Amelandseplein #8: Zuider-sport-park
Ellen Mannens woont sinds kort bij het Amelandseplein in ‘probleemwijk’ Carnisse. Ze gaat op zoek naar de ware aard van haar buurt.
“Maar je hebt toch het Zuiderpark?!”, zeggen mensen regelmatig als ik dat ene nadeel van m’n huisje op Zuid benoem: ik heb geen tuin. Een balkon van twee bij een. Daar moet ik het mee doen. Maar ik mag dus niet klagen, want ik heb het Zuiderpark. Op vijf minuten van mijn huis vind je al een van de uitlopers, compleet met hertenkamp en drie trotse pauwen. Dit Zuiderpark zou het alternatief moeten zijn voor mijn ontbrekende tuin.
Ho stop. Hier ga ik je corrigeren. Het Zuiderpark is geen tuin. Tenzij je lid bent van een van de vier volkstuinverenigingen. Maar als je de sleutel of code van hun hek niet hebt, is het Zuiderpark iets heel anders.
Wat dan wel? Een grote, gratis all-in openlucht-sportschool. Noem een sport, wij beoefenen hem in ons park. Sterker nog: we beoefenen zelfs sporten die niet eens bestaan. Laatst nog kwam er een man boos kijkend, zwaar zwetend en hijgend op me af lopen met een zwaar projectiel in de aanslag.
Om vervolgens het projectiel, een trainingsgewicht, neer te leggen zodra zijn horloge een piepje gaf, waarna hij midden op het voet-fietspad begon met zijn push-ups. Kastijding, deze sport, aangezien de man na de oefeningen het gewicht weer op z’n schouder hees en plichtsgetrouw verder liep alsof hij Jezus was met zijn kruis.
We doen ook aan honkbal op een officieel veld. Dat wil zeggen: we zetten midden in het park met jassen en truien een veld uit met door de honkbalbond goedgekeurde afmetingen. En aangezien onze grasvelden net iets kleiner zijn dan het Yankee Stadium, moeten nietsvermoedende voorbijgangers op de brede wandelpromenade af en toe uitwijken voor een in actie komende right fielder. Dat is ook een charme van mijn park.
We hebben trouwens nog meer aangepaste sporten: gluren naar fitgirls terwijl je reserve staat voor voetbal. Tennisballen terugbrengen naar de grote jongens, in de hoop dat je mag meespelen.

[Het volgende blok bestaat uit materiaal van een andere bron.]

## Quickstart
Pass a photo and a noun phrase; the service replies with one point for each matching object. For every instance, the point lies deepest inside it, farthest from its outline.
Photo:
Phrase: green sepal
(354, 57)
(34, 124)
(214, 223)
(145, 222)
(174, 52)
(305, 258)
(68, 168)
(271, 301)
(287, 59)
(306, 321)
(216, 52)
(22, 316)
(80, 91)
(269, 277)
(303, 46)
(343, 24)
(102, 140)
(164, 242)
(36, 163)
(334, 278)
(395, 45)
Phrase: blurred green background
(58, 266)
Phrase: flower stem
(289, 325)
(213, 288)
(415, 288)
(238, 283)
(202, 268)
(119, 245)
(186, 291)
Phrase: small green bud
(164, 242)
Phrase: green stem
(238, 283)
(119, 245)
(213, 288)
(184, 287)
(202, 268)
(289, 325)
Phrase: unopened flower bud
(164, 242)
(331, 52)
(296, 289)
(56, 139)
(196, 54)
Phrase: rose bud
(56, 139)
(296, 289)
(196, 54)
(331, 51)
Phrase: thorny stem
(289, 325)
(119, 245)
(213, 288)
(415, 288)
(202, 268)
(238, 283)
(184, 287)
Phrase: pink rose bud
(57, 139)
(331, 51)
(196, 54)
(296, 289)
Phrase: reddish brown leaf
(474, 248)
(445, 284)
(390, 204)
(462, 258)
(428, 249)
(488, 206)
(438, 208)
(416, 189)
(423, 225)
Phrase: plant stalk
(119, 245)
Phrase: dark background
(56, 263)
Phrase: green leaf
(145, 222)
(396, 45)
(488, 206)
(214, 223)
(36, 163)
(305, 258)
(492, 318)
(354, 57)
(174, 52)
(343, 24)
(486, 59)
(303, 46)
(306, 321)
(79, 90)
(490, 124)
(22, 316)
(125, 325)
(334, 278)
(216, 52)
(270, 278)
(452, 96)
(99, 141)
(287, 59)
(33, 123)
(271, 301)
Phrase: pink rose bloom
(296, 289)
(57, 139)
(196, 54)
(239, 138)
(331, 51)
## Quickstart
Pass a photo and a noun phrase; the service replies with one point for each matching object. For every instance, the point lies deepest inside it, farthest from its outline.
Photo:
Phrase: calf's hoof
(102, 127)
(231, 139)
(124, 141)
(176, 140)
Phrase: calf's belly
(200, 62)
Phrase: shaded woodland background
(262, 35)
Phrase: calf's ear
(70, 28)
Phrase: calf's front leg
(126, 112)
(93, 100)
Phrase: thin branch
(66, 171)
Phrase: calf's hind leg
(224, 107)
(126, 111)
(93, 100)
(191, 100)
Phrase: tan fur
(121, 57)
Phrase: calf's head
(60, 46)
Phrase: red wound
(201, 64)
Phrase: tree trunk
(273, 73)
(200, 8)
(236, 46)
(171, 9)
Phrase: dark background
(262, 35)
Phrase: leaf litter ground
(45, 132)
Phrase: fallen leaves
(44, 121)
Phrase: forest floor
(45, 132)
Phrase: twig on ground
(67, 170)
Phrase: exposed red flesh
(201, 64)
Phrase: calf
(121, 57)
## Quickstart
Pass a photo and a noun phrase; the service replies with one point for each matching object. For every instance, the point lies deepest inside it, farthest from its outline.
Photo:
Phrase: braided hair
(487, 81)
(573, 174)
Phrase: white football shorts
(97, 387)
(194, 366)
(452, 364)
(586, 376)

Sportvissen voor teams: gespeeld met zeven mannen, één hengel en 100 liter bier. En last but not least hebben we het kampioenschap kansloze pogingen om vrouwen aan de haak te slaan.
“Jongedame, we willen straks ergens een biertje gaan drinken. Naar welk café ga jij altijd?”
“Nou, heren, jullie zitten nú al bier te drinken. En niet zo’n beetje ook, aan de flesjes om je heen te zien.”
Mag ik dit laatste wel een sport noemen? Ja, dat mag ik volgens onze begrippen op Zuid ‘sport’ noemen. Want van sporten krijg je dorst en zo maakt het dorst lessen ook deel uit van de lokale sportcultuur. Dat begrijpt iedereen hier.